For instance, would the manner in which people in Nelson used te reo Māori as part of their submissions opposing the Kākā valley development have been so offensive to Ngāti Koata if its proposals were being supported? One suspects not: it’s only human to be less offended when things are going your way.
We have seen a related problem in politics recently where Māori ministers in the Labour Government have attacked Māori MPs in ACT for their supposed lack of Māori values. It would have been better to just focus on ACT’s right-wing arguments and agenda. It can be a great challenge in the heat of debate to stick to the issues: to play the ball and not the person.

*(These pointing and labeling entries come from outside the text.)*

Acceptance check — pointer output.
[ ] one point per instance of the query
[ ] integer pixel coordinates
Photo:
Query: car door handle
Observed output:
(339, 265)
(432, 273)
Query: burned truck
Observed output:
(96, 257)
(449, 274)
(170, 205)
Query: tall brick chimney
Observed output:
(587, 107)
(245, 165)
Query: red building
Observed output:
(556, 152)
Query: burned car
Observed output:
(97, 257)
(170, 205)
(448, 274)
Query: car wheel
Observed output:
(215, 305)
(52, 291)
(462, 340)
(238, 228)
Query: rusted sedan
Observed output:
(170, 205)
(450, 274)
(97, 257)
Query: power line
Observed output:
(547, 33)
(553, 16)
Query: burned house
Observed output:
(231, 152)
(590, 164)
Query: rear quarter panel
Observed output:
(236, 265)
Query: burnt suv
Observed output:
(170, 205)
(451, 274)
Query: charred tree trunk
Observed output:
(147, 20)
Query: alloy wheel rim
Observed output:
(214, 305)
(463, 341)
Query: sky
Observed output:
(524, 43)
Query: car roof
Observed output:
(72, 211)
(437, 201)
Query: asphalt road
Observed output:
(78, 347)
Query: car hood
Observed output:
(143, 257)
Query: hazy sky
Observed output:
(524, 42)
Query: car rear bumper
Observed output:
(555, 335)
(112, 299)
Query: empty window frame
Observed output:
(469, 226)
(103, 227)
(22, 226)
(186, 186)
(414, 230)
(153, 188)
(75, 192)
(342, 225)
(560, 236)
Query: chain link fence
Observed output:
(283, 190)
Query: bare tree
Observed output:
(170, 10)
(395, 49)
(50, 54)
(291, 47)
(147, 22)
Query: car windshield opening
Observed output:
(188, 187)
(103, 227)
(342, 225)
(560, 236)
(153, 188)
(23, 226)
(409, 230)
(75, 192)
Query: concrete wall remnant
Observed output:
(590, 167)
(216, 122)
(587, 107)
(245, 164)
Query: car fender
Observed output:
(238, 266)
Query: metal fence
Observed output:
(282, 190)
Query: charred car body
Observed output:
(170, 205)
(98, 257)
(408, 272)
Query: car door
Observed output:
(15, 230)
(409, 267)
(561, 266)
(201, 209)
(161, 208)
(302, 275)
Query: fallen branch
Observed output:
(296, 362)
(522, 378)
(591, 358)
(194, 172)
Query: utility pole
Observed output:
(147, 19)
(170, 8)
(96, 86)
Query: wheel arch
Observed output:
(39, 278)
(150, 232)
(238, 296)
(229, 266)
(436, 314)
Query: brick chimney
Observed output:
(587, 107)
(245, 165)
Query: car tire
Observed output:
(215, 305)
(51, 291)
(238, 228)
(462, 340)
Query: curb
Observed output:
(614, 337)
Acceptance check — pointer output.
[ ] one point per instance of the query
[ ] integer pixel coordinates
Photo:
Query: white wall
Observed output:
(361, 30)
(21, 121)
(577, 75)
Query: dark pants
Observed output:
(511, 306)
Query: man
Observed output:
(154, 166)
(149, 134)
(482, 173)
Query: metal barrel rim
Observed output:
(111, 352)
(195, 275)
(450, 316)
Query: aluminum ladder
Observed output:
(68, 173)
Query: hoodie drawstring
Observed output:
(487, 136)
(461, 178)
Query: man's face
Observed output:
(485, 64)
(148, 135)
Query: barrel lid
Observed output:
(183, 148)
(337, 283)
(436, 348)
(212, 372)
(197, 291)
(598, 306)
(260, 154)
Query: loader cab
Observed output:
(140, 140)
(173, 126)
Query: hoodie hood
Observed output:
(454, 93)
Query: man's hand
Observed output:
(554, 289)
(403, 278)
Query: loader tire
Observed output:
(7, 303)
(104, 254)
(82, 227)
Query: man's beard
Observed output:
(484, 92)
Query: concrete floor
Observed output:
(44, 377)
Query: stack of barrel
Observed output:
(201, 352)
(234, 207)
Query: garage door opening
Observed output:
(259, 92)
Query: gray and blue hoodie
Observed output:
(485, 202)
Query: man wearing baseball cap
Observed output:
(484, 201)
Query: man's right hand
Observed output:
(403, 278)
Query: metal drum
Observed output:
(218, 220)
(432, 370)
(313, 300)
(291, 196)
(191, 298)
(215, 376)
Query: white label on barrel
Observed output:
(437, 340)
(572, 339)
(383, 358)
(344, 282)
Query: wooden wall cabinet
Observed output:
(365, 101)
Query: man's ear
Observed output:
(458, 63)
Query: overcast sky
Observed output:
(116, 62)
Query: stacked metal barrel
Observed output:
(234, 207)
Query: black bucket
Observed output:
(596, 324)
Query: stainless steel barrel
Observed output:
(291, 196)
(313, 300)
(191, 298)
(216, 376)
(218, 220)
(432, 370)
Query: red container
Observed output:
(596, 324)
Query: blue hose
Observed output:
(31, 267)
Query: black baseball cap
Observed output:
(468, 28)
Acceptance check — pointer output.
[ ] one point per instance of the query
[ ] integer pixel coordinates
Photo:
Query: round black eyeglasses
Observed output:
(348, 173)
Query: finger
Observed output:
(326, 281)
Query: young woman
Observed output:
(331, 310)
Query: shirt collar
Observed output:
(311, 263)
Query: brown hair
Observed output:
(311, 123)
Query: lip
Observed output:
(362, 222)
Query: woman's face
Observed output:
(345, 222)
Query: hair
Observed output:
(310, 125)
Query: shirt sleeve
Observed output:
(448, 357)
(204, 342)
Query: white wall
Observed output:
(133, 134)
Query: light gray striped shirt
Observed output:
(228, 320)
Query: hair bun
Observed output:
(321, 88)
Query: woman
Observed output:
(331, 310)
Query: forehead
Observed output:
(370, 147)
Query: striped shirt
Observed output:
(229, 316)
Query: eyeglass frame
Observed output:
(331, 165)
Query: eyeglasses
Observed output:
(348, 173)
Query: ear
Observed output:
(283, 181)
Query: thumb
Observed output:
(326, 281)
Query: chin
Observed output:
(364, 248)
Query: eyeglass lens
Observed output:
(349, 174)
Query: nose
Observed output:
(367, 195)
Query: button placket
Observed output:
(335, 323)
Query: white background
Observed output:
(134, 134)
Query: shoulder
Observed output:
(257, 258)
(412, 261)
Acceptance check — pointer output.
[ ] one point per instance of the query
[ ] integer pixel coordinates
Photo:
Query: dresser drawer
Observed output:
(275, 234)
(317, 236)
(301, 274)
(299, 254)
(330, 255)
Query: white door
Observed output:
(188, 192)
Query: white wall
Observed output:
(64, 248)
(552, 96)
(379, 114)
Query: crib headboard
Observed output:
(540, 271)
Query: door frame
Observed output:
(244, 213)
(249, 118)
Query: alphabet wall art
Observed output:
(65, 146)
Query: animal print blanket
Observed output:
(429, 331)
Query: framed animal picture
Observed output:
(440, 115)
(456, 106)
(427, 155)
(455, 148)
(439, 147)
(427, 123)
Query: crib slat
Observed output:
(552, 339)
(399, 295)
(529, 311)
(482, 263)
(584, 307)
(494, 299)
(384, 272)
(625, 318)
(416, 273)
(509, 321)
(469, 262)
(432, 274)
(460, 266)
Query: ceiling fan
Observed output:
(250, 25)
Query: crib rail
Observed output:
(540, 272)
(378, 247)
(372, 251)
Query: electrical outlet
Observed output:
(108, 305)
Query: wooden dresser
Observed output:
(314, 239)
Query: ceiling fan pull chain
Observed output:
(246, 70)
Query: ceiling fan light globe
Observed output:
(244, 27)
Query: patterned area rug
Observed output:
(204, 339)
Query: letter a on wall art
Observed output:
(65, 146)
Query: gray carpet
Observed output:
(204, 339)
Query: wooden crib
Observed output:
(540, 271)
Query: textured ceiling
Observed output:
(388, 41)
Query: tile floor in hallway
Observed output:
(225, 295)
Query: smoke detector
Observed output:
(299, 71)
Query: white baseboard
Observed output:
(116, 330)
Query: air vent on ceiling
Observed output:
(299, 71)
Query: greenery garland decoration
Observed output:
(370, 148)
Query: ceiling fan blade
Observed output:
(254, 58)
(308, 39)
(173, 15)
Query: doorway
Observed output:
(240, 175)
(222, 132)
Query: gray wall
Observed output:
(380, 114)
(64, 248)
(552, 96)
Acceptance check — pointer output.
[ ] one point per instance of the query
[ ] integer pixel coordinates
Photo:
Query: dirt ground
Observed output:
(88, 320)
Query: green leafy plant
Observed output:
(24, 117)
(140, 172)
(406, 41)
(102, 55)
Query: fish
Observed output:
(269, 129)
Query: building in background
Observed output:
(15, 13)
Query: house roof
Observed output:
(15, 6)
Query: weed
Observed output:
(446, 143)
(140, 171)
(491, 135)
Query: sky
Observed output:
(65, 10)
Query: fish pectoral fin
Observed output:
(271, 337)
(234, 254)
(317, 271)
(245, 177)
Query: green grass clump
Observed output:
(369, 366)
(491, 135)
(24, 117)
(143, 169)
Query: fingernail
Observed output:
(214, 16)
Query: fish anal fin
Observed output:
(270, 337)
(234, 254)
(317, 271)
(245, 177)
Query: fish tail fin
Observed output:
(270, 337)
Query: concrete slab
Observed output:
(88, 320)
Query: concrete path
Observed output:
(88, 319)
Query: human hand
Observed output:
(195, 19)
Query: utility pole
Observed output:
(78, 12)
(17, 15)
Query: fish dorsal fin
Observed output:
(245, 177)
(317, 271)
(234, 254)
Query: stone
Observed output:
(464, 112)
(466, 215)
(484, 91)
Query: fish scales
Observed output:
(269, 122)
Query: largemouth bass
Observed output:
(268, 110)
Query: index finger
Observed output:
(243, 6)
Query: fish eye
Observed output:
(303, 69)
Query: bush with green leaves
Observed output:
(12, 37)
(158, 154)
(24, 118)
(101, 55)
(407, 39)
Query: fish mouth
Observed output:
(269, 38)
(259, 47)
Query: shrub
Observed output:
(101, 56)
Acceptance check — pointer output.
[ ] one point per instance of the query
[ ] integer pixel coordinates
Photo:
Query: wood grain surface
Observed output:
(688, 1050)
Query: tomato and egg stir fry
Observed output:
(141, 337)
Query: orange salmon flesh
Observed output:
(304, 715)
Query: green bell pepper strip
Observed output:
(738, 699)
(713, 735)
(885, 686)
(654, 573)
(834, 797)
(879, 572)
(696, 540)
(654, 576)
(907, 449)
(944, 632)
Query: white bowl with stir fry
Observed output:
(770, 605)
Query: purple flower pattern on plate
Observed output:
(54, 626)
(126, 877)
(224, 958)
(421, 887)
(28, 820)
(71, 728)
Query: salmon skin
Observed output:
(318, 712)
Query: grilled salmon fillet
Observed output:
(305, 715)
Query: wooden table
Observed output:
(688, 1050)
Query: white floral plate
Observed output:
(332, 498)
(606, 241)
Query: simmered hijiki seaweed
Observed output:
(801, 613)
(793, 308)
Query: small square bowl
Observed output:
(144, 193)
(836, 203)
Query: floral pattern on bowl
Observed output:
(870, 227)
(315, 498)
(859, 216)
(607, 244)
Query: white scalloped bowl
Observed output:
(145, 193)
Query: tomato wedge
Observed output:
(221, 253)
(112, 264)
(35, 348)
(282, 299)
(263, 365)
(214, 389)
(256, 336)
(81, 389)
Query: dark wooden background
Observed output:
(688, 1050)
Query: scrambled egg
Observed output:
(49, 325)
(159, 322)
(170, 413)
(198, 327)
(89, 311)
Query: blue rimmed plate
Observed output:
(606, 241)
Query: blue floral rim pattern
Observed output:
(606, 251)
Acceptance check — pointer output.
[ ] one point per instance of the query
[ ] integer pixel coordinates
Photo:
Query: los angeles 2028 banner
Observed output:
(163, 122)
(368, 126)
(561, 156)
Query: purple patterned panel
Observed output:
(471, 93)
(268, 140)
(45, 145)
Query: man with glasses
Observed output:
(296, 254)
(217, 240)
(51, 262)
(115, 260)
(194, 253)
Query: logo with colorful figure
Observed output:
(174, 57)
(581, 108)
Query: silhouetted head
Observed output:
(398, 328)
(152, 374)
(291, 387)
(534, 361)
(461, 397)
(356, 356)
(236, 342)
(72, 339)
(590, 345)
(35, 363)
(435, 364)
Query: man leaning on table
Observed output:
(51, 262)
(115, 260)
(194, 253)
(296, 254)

In any case those of us who are not Māori remain obligated to do our best to understand and respond to genuine Māori concerns about inappropriate use of te reo. If we do that, then accusations of cultural appropriation will be less easily levelled in the first place.
References
Opai, K. (2022a, August 7) Pepeha for non-Māori. E-Tangata. https://e-tangata.co.nz/reflections/pepeha-for-non-maori/
Opai, K. (2022b, August 7) A respectfully curious approach. E-Tangata. https://e-tangata.co.nz/reflections/a-respectfully-curious-approach/
Mika, C. (2022, September 25) Tokenism and te reo Māori: Why some things just shouldn’t be translated. E-Tangata.